Côté scène, ÉRIC VIGNER a souhaité en priorité disposer de dessous dont l'utilisation s'inscrit dans ses applications théâtrales. L'ancien plateau déposé, l'excavation du volume des dessous posa quelques problèmes, puisque éboulements et infiltrations d'eau perturbèrent les travaux et nécessitèrent la réalisation d'un cuvelage de béton armé étanche et la reprise en sous-oeuvre du mur d'arrière scène. Ainsi conçus, les dessous disposent d'une hauteur de 2.00 mètres sous un plateau plat constitué de trappes en sapin trois plis de 1.00 x 1.00. Si le système de support métallique des trappes semble contraignant (temps de démontage), les dessous sont facilement accessibles par un escalier de 1.00 de largeur coté cour. Dotée de 8, 50 de hauteur sous cintres au gril fixe (19 porteuses dont 4 électriques + 3 porteuses couloir), de passerelles techniques à 6,50, la scène dispose d'une ouverture variable de 9,00 à 11,00 mètres, pour une profondeur de 11,30 mètres. Intégré à la salle sans cadre de scène, l'utilisation du plateau n'autorise qu'une cinquantaine de mètres carrés de stockage sur l'arrière-scène. Quatre loges placées au niveau supérieur de l'arrière- scène sont desservies par un escalier en colimaçon, et l'accès décor s'effectue latéralement côté jardin directement depuis une cour accessible à des camions au cubage limité.

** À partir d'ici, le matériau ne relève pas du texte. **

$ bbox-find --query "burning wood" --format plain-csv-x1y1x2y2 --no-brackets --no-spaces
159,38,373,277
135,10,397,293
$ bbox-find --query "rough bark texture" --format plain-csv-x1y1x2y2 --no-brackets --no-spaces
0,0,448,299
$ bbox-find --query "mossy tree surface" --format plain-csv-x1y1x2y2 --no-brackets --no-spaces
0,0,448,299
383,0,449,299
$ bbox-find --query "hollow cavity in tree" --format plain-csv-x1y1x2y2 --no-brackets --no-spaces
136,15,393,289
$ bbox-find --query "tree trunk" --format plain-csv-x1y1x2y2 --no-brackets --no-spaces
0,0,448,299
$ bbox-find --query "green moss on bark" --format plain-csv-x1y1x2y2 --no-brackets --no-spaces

Dans la salle qui bénéficie d'une excellente acoustique et d'un très bon rapport frontal avec la scène, la seule innovation tient au remplacement des 338 sièges (bleu-gris et bois) qui composent la jauge sur un gradinage existant maintenu offrant une très bonne visibilité. En régie, placée en fond de salle, extension à 96 circuits du jeu d'orgue. Les trois passerelles d'origine réparties en plafond sont maintenues, et globalement les conditions de travail et de sécurité de l'équipe technique réduite animée par Joseph Le Saint ont été améliorées.

Le reste des aménagements effectués porte sur le hall d'accueil, placé sous les locaux administratifs de l'étage, avec la pose d'un superbe parquet du XVlle siècle récupéré dans un ancien monastère jurassien qui confère à l'espace un climat chaleureux, tout en évoquant, dans cette cité maritime, les bateaux du passé et leur relation avec la machinerie théâtrale. Lors de l'inauguration, l'absence (provisoire ?) de faux-plafond laissait apparaître d'anciens hourdis de terre cuite aux tons rosés qui confortaient un ambiance ouverte sur l'imaginaire propice à diverses manifestations. Espérons que son hôte aura pu résister aux pressions de certains édiles davantage sensibles aux nettetés impersonnelles des formes, pour lui conserver son authenticité.

Telle qu'elle se présente aujourd'hui, cette petite structure autorise des conditions de création et d'accueil qui demeurent limitées. Tant par son équipement que par l'absence contraignante de salles de répétitions, de stockage adapté, ou encore d'atelier de décor et de costumes, qui ne pourraient voir le jour que grâce à une problématique extension.

Malgré ces lacunes, ce lieu convivial devrait permettre à ÉRIC VIGNER de poursuivre son travail rigoureux et favoriser une ouverture souhaitée vers les jeunes auteurs et les compagnies, tout en conquérant un public, sans renier ses exigences artistiques. Mais ce Breton d'origine, qui retrouve sa région, a aussi d'autres ambitions pour elle.

Explorateur d'espace théâtral, il lorgne vers d'autres lieux implantés dans le district du Pays de Lorient, comme la base de sous-marins de Keroman, la citadelle du XVlle siécle de Port-Louis, le cimetière des bateaux de Lanester, ou encore la carrière Polvern d'Hennebont. Lieux détournés par exemple, à l'occasion d'un festival d'été pour lequel il oeuvre déjà avec la complicité d'Alain Desnot, transfuge pour l'occasion du Festival d'Automne. Lorient nouveau phare culturel du sud-Bretagne, c'est peut-être pour demain.